Filesatu.co.id, Blitar | Pemerintah Kabupaten Blitar melalui Dinas Sosial (Dinsos) resmi memulai penyaluran Bantuan Langsung Tunai (BLT) Dana Bagi Hasil Cukai Hasil Tembakau (DBHCHT) tahap pertama mulai tanggal 1 Juli 2025. Program ini ditujukan bagi pekerja sektor tembakau, termasuk buruh pabrik rokok, buruh tani tembakau, dan buruh tani cengkeh.
Penyaluran bertujuan memberikan dukungan langsung kepada warga ber-KTP Kabupaten Blitar yang bekerja di pabrik rokok maupun di kebun tembakau dan cengkeh, termasuk pekerja di dua perusahaan rokok besar yang berada di wilayah Kota Blitar.
Menurut Kepala Bidang Perlindungan dan Jaminan Sosial Dinsos Kabupaten Blitar, Yuni Urinawati, S.Sos., MM., total penerima program BLT DBHCHT tercantum dalam Surat Keputusan sebanyak 3.997 orang. Dari jumlah tersebut, sebanyak 3.901 orang telah melalui proses klarifikasi dan resmi siap menerima dana. Sedangkan 81 pekerja lainnya masih dalam tahap pembukaan rekening untuk pencairan bantuan, ungkapnya, Jumat (04/07/2025 ).
Yuni menjelaskan bahwa, Penyaluran dana BLT tahap pertama diperkirakan akan tersalurkan secara penuh dalam beberapa hari ke depan, dengan harapan dapat meringankan beban para pekerja sektor tembakau di tengah tantangan ekonomi saat ini.
“Saat ini penyaluran tahap pertama sudah berjalan sejak 1 Juli, dan sisanya akan kami cairkan pada minggu depan. Penyaluran dana dilakukan melalui Bank Jatim guna memastikan proses distribusi berlangsung secara transparan dan tepat sasaran.

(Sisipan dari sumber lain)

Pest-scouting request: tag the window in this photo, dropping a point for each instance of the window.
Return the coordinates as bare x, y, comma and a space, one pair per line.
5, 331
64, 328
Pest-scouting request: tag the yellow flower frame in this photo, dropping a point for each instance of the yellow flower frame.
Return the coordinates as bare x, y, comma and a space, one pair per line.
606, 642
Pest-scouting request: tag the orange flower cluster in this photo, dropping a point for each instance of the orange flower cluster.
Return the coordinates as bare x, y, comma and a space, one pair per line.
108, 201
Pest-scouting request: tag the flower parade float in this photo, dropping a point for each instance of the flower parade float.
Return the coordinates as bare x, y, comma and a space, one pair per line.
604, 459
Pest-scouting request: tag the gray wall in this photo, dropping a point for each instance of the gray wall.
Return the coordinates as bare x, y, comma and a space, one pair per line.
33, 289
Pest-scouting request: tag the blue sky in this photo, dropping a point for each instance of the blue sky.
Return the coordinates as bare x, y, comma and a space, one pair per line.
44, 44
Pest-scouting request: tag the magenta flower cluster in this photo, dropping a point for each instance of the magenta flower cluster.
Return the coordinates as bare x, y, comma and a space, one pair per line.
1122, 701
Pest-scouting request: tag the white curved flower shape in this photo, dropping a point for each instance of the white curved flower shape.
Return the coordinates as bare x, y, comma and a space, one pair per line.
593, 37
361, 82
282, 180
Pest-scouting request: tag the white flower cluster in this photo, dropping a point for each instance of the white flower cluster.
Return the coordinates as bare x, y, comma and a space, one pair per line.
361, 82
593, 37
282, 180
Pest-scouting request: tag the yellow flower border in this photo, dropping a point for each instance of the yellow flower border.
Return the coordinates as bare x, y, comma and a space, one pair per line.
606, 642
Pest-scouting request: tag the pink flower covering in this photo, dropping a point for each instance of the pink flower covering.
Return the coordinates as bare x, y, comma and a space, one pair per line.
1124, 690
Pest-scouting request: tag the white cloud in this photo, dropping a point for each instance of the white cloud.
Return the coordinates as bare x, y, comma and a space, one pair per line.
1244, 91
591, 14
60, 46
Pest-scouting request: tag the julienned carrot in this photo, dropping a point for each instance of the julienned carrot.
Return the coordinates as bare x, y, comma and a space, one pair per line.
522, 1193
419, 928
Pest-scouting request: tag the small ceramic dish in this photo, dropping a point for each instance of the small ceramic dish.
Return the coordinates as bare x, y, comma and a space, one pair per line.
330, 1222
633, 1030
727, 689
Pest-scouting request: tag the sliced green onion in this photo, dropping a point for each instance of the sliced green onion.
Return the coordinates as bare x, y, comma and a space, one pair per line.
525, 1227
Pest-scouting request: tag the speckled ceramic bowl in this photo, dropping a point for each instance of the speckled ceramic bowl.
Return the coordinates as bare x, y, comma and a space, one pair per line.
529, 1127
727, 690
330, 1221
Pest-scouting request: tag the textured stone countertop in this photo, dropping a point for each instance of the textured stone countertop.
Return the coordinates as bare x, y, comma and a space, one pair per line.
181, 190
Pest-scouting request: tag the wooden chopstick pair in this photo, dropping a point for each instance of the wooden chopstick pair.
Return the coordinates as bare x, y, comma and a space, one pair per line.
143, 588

BLT sebesar Rp300 ribu per bulan, akan diberikan selama enam bulan,” jelas Yuni.
Selain itu, program ini juga dirancang untuk memperkuat kolaborasi antara pemerintah, pelaku industri, dan lembaga keuangan mikro. Melalui pelatihan manajemen usaha, akses pembiayaan bersubsidi, dan pendampingan terus-menerus.
“Para pelaku usaha kecil di sektor tembakau diharapkan mampu meningkatkan produktivitas, memperluas pangsa pasar, dan menjalankan usaha dengan prinsip keberlanjutan,” tandas Yuni.
Dinas Sosial akan mengawasi ketat distribusi BLT tersebut, agar tepat sasaran, salah satunya dengan menggunakan data e-KTP serta basis data UMKM lokal. Evaluasi berkala juga akan dilakukan untuk mengukur dampak sosial-ekonomi dari program ini, sekaligus mengevaluasi efektivitas program untuk ditindaklanjuti pada tahap selanjutnya.
“Diharapkan sektor pertembakauan di Kabupaten Blitar tidak hanya survive, melainkan tumbuh menjadi penggerak ekonomi lokal yang berkelanjutan,” imbuh Yuni
Dinas Sosial sangat berharap, program bantuan ini mendorong lahirnya sentra-sentra produksi yang berbasis kearifan lokal, seperti kerajinan tangan berbahan baku tembakau, maupun wisata edukasi terkait proses budidaya dan pengolahan tembakau.
“Dengan demikian, beban ekonomi para petani dan buruh di sektor pertembakauan tidak hanya bergantung pada hasil panen, tetapi juga mendapat tambahan sumber pendapatan dari nilai tambah kreatif,” pungkas Yuni.(Pram/Adv/Kmf).